Saturday, February 20, 2010

The Definition

If war is diplomacy by other means, than an entirely puposive definition of terrorism can't work. If terrorism is just the use of violence to acheive a political end or send a message, then isn't all warfare terrorism? Would we prefer killing for the sole atavistic joy of bloodlust satisfied?

Similarly, tactics common to assymmetric warfare cannot make it terrorism. Guerilla warfare, even suicide bombings, are not per se terrorist, unless you're content to paint every national resistance movement ever with the same brush.

Therefore, it can only be the intentional targetting of non-combatants that makes a terrorist act.

Wednesday, February 10, 2010

My life in SCRABBLE

After a rather successful game of SCRABBLE on my iPod Nano on the bus home, I decided to check my stats.

Best word: 48 points…

JIHAD

*le huge sigh*

Tuesday, February 09, 2010

The problem of “privilege”

NB: I’ll say it throughout this post, but let me be perfectly clear: I am totally down with the concept of “privilege”, I just think the phrase is inexact, and that bothers me.

I was having a discussion last night with some friends/colleagues (frilleagues?) about—well, all sorts of sociological and philosophical things, and at one point, the conversation turned to “privilege”. We were the three of us similarly privileged, being well-educated females of similar economic standing (although one was a woman of colour and the other two, very much including myself, were the kind of hilariously culture-less blinding pale that may be unique to Canada).

I bring this up only to contextualize my standard negative reaction to the term “privilege”. Note that it is the term and not the concept that I find viscerally aggravating. I absolutely agree with the idea that we tend to internalize the dominance of the dominant group, especially as a member of that group, which brings with it assumptions of innocence, value, and correctness, etc etc.

My problem with the term is that it implies a number of things that I don’t think are necessarily true. It also fails to take into account elements of the underlying concept like its essential fluidity, and that there are types that are earned as well as types that are inherent or congenital.

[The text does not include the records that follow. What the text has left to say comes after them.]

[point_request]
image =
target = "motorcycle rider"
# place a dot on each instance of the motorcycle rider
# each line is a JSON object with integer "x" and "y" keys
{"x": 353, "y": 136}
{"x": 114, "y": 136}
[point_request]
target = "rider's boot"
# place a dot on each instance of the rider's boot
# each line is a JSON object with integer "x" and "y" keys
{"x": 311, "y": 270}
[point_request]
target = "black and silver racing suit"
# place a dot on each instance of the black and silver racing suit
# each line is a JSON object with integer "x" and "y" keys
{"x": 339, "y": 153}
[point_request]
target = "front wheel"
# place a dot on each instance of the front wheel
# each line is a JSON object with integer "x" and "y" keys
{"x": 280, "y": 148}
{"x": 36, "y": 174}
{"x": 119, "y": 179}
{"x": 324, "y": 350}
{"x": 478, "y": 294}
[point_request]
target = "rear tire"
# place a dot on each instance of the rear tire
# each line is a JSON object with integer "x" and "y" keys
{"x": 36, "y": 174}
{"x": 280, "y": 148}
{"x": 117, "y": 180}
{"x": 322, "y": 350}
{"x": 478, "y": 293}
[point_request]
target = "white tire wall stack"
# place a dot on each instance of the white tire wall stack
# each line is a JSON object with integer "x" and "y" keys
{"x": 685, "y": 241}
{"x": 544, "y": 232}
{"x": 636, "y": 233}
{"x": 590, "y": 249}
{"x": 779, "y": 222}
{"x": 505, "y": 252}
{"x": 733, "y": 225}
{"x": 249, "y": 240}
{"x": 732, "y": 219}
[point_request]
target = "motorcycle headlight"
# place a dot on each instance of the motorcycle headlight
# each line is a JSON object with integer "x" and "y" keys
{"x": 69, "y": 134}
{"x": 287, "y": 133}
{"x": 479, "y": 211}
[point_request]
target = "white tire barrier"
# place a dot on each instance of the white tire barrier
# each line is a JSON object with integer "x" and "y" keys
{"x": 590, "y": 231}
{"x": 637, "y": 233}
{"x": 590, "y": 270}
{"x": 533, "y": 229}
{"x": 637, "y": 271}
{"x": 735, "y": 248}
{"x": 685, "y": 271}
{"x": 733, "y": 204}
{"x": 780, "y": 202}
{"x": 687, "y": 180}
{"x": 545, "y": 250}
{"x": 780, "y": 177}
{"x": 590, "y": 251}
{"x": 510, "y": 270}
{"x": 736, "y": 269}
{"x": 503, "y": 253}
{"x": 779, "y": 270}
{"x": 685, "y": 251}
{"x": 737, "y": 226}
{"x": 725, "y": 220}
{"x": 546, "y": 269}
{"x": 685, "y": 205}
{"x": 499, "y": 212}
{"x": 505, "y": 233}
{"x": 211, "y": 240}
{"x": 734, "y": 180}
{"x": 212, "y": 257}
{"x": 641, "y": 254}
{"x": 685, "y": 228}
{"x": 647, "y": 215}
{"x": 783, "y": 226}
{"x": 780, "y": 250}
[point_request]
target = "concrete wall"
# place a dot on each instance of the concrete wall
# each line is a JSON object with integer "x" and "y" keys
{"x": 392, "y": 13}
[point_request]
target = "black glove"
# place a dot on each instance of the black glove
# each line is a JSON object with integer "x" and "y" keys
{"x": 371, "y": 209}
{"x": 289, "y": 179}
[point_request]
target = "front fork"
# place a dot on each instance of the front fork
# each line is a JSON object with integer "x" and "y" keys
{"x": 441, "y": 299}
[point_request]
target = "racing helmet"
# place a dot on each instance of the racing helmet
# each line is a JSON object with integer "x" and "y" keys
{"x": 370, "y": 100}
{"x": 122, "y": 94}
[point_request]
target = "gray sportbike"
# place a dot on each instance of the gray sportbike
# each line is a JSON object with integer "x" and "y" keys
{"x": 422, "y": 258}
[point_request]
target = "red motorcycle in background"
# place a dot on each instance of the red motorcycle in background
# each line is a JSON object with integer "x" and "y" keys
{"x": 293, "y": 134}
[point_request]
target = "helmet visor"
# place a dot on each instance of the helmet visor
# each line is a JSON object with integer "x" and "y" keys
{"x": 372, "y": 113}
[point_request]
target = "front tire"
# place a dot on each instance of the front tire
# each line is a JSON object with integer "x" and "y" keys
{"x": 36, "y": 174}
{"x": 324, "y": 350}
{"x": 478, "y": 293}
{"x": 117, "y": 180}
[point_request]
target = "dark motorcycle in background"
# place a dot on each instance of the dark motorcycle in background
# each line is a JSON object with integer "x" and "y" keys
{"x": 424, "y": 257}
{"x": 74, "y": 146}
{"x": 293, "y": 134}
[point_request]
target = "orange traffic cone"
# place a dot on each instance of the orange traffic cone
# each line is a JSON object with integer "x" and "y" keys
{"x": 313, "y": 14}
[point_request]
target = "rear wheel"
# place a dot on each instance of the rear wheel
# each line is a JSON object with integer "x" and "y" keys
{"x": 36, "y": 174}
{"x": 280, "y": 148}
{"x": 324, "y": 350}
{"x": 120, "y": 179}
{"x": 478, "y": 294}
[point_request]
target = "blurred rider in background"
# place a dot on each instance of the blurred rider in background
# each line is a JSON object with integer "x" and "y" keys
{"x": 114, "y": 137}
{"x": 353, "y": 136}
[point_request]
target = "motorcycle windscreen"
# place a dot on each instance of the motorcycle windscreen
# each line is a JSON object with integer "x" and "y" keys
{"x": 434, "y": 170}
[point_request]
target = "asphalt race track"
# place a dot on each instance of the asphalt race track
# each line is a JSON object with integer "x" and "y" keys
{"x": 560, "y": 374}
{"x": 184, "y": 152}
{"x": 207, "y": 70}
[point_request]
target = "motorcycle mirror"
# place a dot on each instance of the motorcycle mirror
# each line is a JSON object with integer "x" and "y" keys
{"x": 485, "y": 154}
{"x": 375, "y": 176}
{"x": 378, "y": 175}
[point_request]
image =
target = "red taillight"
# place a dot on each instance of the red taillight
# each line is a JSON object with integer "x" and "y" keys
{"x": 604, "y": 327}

Using myself as an example, I understand that I have been spared obstacles because I am white, because I speak the dominant language, and because I am in other ways a match with the “average” Canadian. I do not suffer any physical abnormalities or outwardly apparent physical or sensory difficulties which would mark me out as the “other” to members of the majority or the elite in my society, keeping in mind the context in which I live and work.

I have never experienced my sex or gender as in any way detracting from my experiences of life, although that may be a function of my age and lack of current interest in children. I know many other women have a different experience altogether.

At the same time, I have a number of objective social and physical characteristics which mean I have faced obstacles and barriers not experienced by my peers. I consider elements of my life, namely my education and my financial position, to have been things which I worked extremely, even desperately hard for.

Which causes a problem. On the one hand, I know that I would have faced more barriers if I came from a difference background (health, race, socio-economic, etc etc). On the other hand, I got where I am by the sweat of my brow; there was no silver spoon, and nothing was ever handed to me.

I think this is the root of my discomfort with the term “privilege”. It implies an advantage which implicitly detracts from my own efforts and struggles. So while I recognize that I fit into the concept of privilege, I find the term very troublesome indeed. Perhaps it is too late to develop another term, and in any event I have no idea what it would be. Socio-normative? Pretty sure that’s already taken. Plerumque-normative? From the Latin meaning for the most part, generally, commonly, mostly? Not-un-privileged? Homo-normative is too redundant, and xenophobic is too strong…so I will have to leave the nomenclature to the linguists.